Где-то далеко, за домами, за темными вечерними улицами, родился внезапный, густой, ежесекундно нарастающий звук. Он был пронзителен и заунывен. Стекла окна тонко задребезжали ему в ответ.
- Сирена! - Глеб вскочил. - Мы забыли о времени. Я уже опоздал. Это сигнал съемки. Прощайте, Мирон Михайлович.
Глеб выбежал в коридор, торопливо, путаясь в рукавах, натягивал шинель, пристегивал саблю. Сирена продолжала выть - встревоженный, задыхающийся зверь.
- Счастливого пути, - ласково сказал маленький горбун, сжимая своими детскими ручками руку Глеба. - Счастливого возвращения. Тогда мы еще поговорим с вами. Не правда ли?
- Конечно… До свидания, Мирон Михайлович.
Хлопнула дверь. Сырой ветер ударил в лицо. Темная улица сбегала трапами к бухте. В городе погас свет. Только над рейдом жуткими синими мечами метались прожектора. Не разбирая дороги, Глеб кинулся по спуску.
* * *
В узкую щель прицельного колпака сыростью, солоноватым холодком, неизвестностью дышит осенняя морская темнота. Слышно, как глухо и мягко хлещет в борт корабля волна. С высоты сиденья под колпаком Глебу видна вся сложная, тонко рассчитанная внутренность башни, где каждый прибор занимает свое, точно определенное место.
Из колодца подачи тянет внутренним теплом корабля, особым запахом масла и нагретой стали, которого не спутаешь ни с каким другим запахом.
Люди у приборов неподвижны. Они кажутся сейчас частями этого сложного механизма, где все разграфлено по шкалам градусов, углов, секторов.
В жутковатой тишине слышно только шмелиное гуденье электромотора. Загорелая крупная рука наводчика, крестьянская рука, привычная к грубой рукоятке топора или вил, бережно и цепко лежит на рычаге вертикальной наводки.
Грузная и огромная казенная часть пушки медленно и бесшумно оседает книзу.
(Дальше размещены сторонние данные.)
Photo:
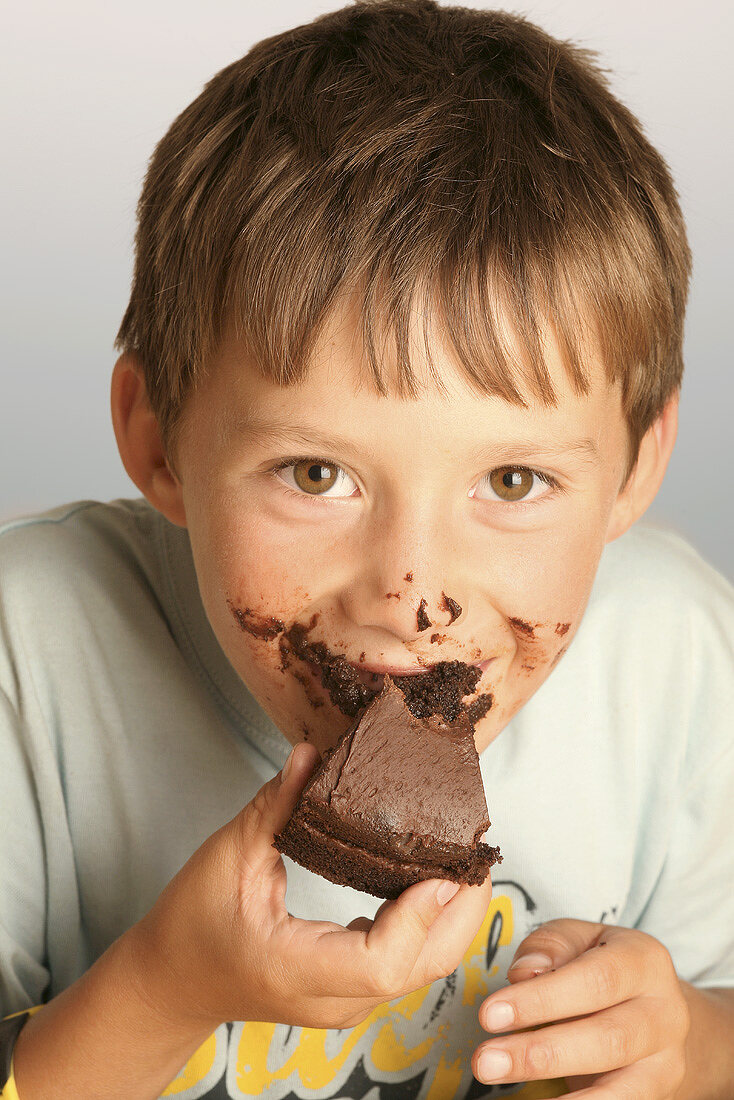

Глеб знает, что там, за амбразурой, в сырой ночной темноте, так же медленно и беспощадно ползет кверху орудийное дуло, нащупывая цель.
На диске указателя перед глазами Глеба стрелка стоит на цифре "95".
Это дистанция, данная из боевой рубки, где у таких же дисков и приборов стоит сейчас старший артиллерист, лейтенант Калинин.
За щелью прицельного колпака, в свинцовой темени, где-то лежит невидимый берег. Его очертания размыты ночью.
В густой, как пролитые чернила, мгле испуганными искорками мерцают чуть видные огоньки. Они тянутся цепочкой, и там, где они сбиваются в тесную стайку, - там лежит цель.
Рассекая ледяную плещущую воду, тяжелыми черными призраками ползут на восток вдоль невидимого берега шесть кораблей линейной бригады, окруженные тоже скрытыми в темноте миноносцами.
Силуэты кораблей грузно чудовищны. Так выглядели, вероятно, в доисторическую эпоху гигантские ящеры, днем таившиеся в душной чаще хвощовых зарослей, а ночью выходившие на водные просторы для охоты и любовных игр.
Ни одного огонька в иллюминаторах и на палубах. Все наглухо задраено перед боем, и только сзади идущий корабль видит крошечную светлую точку кильватерного огня мателота.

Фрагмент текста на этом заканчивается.